20.8 To the extent permitted by law, the Customer waives its rights under Part 9 of the PPSA including, without limitation, any rights it may have under sections 114(1)(a), 116, 120(2), 121, 125, 126, 127, 129, 131, 133 and 134 of the PPSA. The Customer further agrees that where Enztec has rights in addition to those under Part 9 of the PPSA, those rights shall continue to apply.
20.9 The Customer waives its right to receive a copy of any verification statement, financing statement or financing change statement.
20.10 The Customer shall give Enztec prior written notice of any proposed change of its name or address.
20.11 For the purposes of this clause 20, the expressions “security interest”, “purchase money security interest”, “perfected security interest”, “proceeds”, “verification statement” and any other terms defined by the PPSA have the meanings given to them under or in context of the PPSA.
20.12 If the Customer fails to comply with the terms of payment of Enztec, then Enztec, in addition to its rights and remedies under the Personal Property Securities Act 1999, shall be entitled to such other rights and remedies as may be available to it under either statute or at common law.
21.1 Enztec’s staff, agents and representatives have no authority to make any representations, statements, warranties, conditions or agreements that conflict with these Terms, unless made in writing and signed by a duly authorized officer of Enztec. Any such unauthorized representations, statements, warranties, conditions or agreements shall not bind Enztec nor form part of any contract between the Customer and Enztec.
22.1 Returns (other than for warranty purposes or damage claims) shall be in Enztec’s sole and absolute discretion. Products returned must be in the same condition as received.
22.2 New Zealand law shall govern these Terms. The Customer submits to the non-exclusive jurisdiction of New Zealand courts.
22.3 If any clause in these Terms is determined to be illegal or unenforceable for any reason, the parties shall modify such clause, but only to the extent necessary to make it legal and enforceable. If modification is not possible without materially altering the intent of the clause, the parties shall sever such clause from these Terms and, if possible, renegotiate in good faith such other means to reflect the intent of such severed clause.
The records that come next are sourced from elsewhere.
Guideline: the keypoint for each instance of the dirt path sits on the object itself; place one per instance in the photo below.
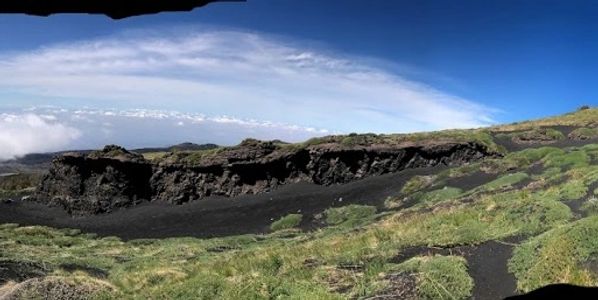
(487, 265)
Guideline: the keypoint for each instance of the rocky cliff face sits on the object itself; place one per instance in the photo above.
(98, 182)
(114, 177)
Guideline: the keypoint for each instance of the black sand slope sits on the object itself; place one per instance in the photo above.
(214, 216)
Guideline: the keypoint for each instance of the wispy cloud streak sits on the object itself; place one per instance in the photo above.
(246, 75)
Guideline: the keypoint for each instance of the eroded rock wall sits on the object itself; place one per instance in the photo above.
(101, 182)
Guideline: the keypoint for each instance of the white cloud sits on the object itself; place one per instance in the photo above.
(26, 133)
(138, 128)
(247, 75)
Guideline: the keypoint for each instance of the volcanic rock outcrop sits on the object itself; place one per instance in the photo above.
(114, 177)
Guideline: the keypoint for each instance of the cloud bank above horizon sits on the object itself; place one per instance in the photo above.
(258, 81)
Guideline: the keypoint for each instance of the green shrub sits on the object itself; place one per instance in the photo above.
(503, 181)
(440, 277)
(557, 256)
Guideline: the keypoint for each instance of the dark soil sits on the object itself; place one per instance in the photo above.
(487, 265)
(471, 181)
(216, 216)
(511, 146)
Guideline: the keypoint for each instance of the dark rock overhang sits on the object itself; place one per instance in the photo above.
(115, 9)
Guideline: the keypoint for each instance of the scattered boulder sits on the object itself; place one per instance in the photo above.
(104, 180)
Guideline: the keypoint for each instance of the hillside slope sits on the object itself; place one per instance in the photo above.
(522, 217)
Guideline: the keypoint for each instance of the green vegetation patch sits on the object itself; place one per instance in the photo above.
(583, 133)
(585, 118)
(440, 277)
(287, 222)
(503, 182)
(574, 158)
(563, 254)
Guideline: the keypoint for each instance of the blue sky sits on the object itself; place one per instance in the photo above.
(293, 69)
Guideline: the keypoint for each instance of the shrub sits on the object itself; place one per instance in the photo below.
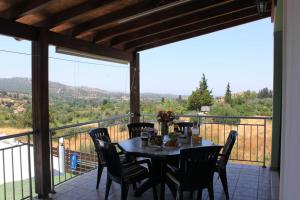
(224, 109)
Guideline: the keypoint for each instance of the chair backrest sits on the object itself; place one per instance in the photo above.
(227, 148)
(182, 125)
(99, 134)
(197, 165)
(111, 158)
(134, 129)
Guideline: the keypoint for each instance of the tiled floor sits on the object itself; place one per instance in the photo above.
(246, 182)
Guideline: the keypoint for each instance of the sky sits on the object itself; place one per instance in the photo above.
(242, 56)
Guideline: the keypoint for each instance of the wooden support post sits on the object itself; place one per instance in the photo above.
(135, 88)
(40, 114)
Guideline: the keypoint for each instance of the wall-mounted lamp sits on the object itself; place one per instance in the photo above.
(262, 6)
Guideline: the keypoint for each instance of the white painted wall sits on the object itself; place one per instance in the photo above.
(290, 143)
Notwithstanding such severance, the parties shall enforce the other clauses in these Terms as if such severed clause was never a part thereof.
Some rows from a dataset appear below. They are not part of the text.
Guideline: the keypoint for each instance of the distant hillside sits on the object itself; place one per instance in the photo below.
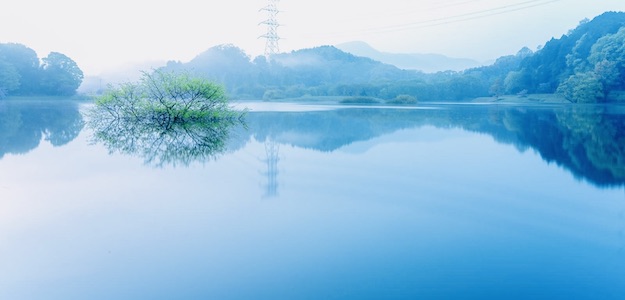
(318, 71)
(428, 63)
(585, 65)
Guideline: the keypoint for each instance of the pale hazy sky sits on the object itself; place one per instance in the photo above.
(103, 35)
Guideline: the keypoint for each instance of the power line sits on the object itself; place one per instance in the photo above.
(271, 37)
(480, 14)
(464, 17)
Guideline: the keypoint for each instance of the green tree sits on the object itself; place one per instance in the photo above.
(165, 98)
(60, 75)
(25, 62)
(9, 78)
(582, 88)
(608, 57)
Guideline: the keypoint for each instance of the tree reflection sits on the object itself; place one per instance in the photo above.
(162, 144)
(586, 140)
(24, 124)
(595, 140)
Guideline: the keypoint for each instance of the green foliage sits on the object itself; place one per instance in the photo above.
(582, 88)
(60, 75)
(22, 74)
(360, 100)
(9, 78)
(165, 118)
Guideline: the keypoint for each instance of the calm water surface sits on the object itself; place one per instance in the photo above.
(319, 202)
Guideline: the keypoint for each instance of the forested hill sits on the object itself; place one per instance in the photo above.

22.4 The Customer shall comply with all applicable laws within its jurisdiction.
22.5 The specific terms of any sales confirmation, sales quotations or invoice to which these Terms are attached, or incorporated by reference, shall prevail in the event of a conflict between these Terms and the sales confirmation, sales quotation or invoice.
22.6 Enztec shall not be liable for any failure or delay in delivering the Products resulting from circumstances beyond its reasonable control, including, without limitation: Unavoidable delays in production; delays in the delivery of raw materials; default by subcontractors; default by component suppliers; strikes and labour unrest; shipping delays; shortages; war; acts of terrorism; government or regulatory intervention; fire; flood; accident; natural disaster; or any other event interpreted under New Zealand law as an “act of God”. If Enztec invokes force majeure, it shall do all reasonable things within its power to end the circumstances causing the force majeure and to mitigate any losses that the Customer may suffer as a consequence thereof. However, Enztec shall not be liable for any such losses.
22.7 No failure by Enztec to insist upon strict performance of any of these Terms, or delay in exercising any of its rights or remedies, shall constitute a waiver or variation of these Terms or a waiver of any such right or remedy.